Are we affected by what is happening in the bond market as we are affected by the stock market? Yes, we sure are. If it is not so obvious in the past, the influence of the bond market on our lives are clear for all to see from the momentous events over the past weeks. The near collapse of AIG, the massive bankruptcy of Lehman Brothers and the US$700 billion bailout package for the financial sector are caused by upheavals in the fixed income market, which is the bond market. So if you think that bonds will not affect you, think again. As the topic on bonds is very wide ranging and complex, for this article, I will focus on the key characteristics of bonds and talk about treasury bonds, corporate bonds and mortgage-backed securities from the US market since US market bonds are the most influential to the world economy currently, although the bonds from Europe and Asia are catching up.
The most important way bonds affect the economy is that they raise an enormous amount of money for governments and corporations. Only when money is raised that governments can spend to build infrastructure like roads and schools and corporations are able to produce their goods and services. Based on data provided by the Securities Industry and Financial Markets Association, the outstanding bond market debt in the US as at Q3 of 2007 is valued at 29 trillion dollars, of which treasury bonds for the US government is valued at 4.4 trillion, corporate bonds is 5.7 trillion and the current spotlight in the news, mortgage backed securities is the biggest at 7 trillion. These bonds are the top three types of bonds in the US market in terms of market value.
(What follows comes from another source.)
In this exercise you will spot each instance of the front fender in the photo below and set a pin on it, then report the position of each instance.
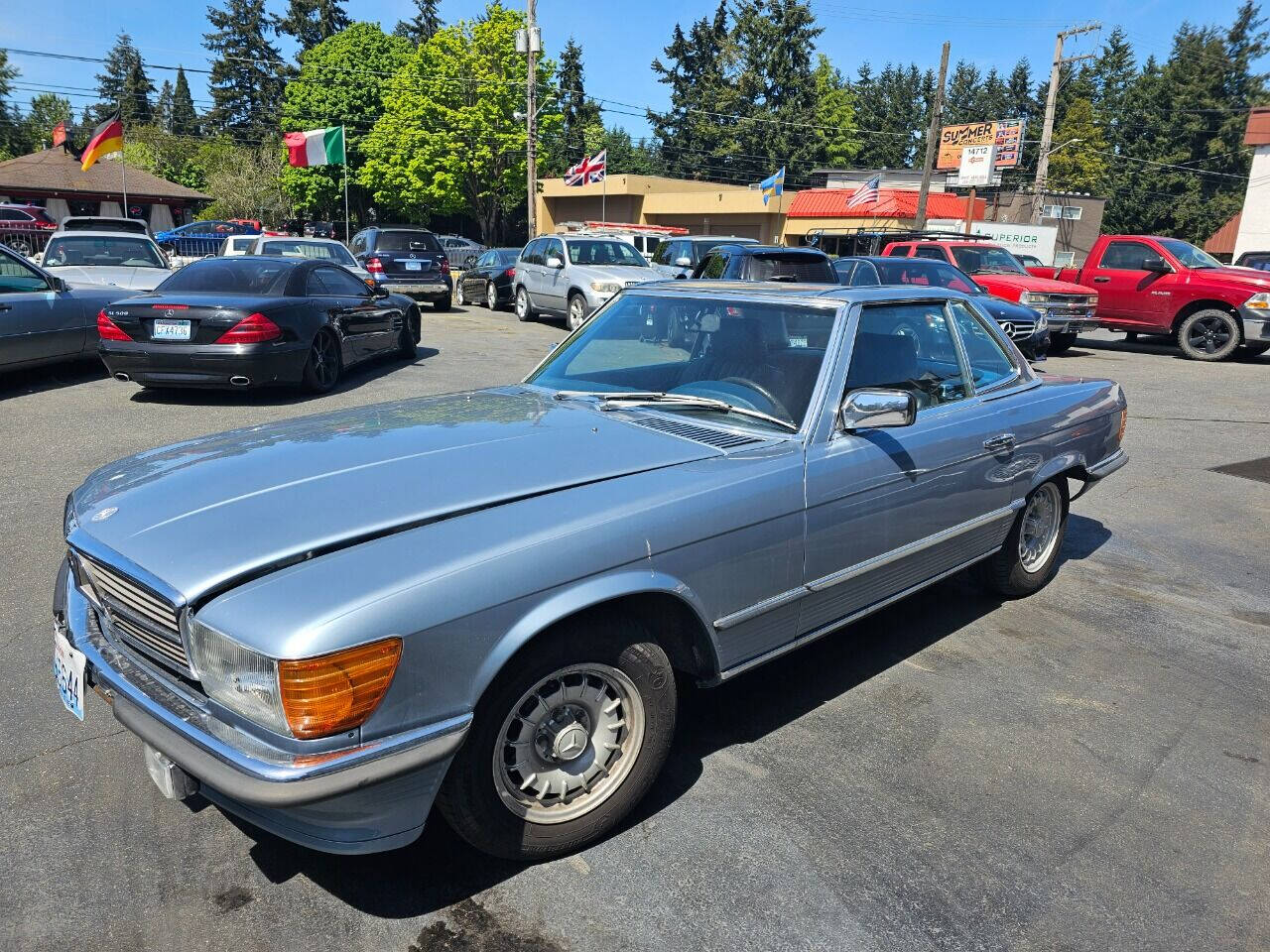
(572, 599)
A bond, in simple language, is an interest-bearing document sold by a government body or a corporation for the purpose of raising money. Bonds are like loans in which the buyer of the bond lends money to the bond seller, who is the borrower. The bond seller will repay the money to the buyer on a specific maturity date. On that date, the bond seller will repay the par value of the bond, which is usually $1000. The bond buyer may pay an amount less than or greater than par value to purchase the bond, usually no more than 10% of the par value. Therefore, the typical bond prices may be for example $995 for below par value or $1005 for above par value, although the prices are usually quoted in terms of percentage known as the bond’s yield, which is representative of the interest rate earned by the bond buyer. The maturity date of the bond can span from 1 day to 30 years. For US bonds, there are different names used to refer to bonds of varying maturities although in general, they are still called bonds. For instance, bills are securities with maturity of 12 months or less, notes have maturity of 1 to 12 years and bonds technically refer to securities that have maturities of 12 years or more. Another key characteristic of a bond is the coupon rate, which is the stated, fixed interest payment that is received by the bond buyer. The coupon is usually paid semi annually and it is quoted as a percentage of the par value of the bond. For example, for a coupon rate of 6% of par value $1000, the bond buyer will receive $60 per year, or $30 every 6 months.
The most commonly known bond is US treasuries which are bonds issued by the US government to meet their funding requirement. These bonds are backed by the full faith and credit of the US government and are considered risk free. The US treasury market is the most active and liquid market in the world. Buying US treasury is like putting money on fixed deposit with a bank that is the US government, which is even safer than normal bank fixed deposits.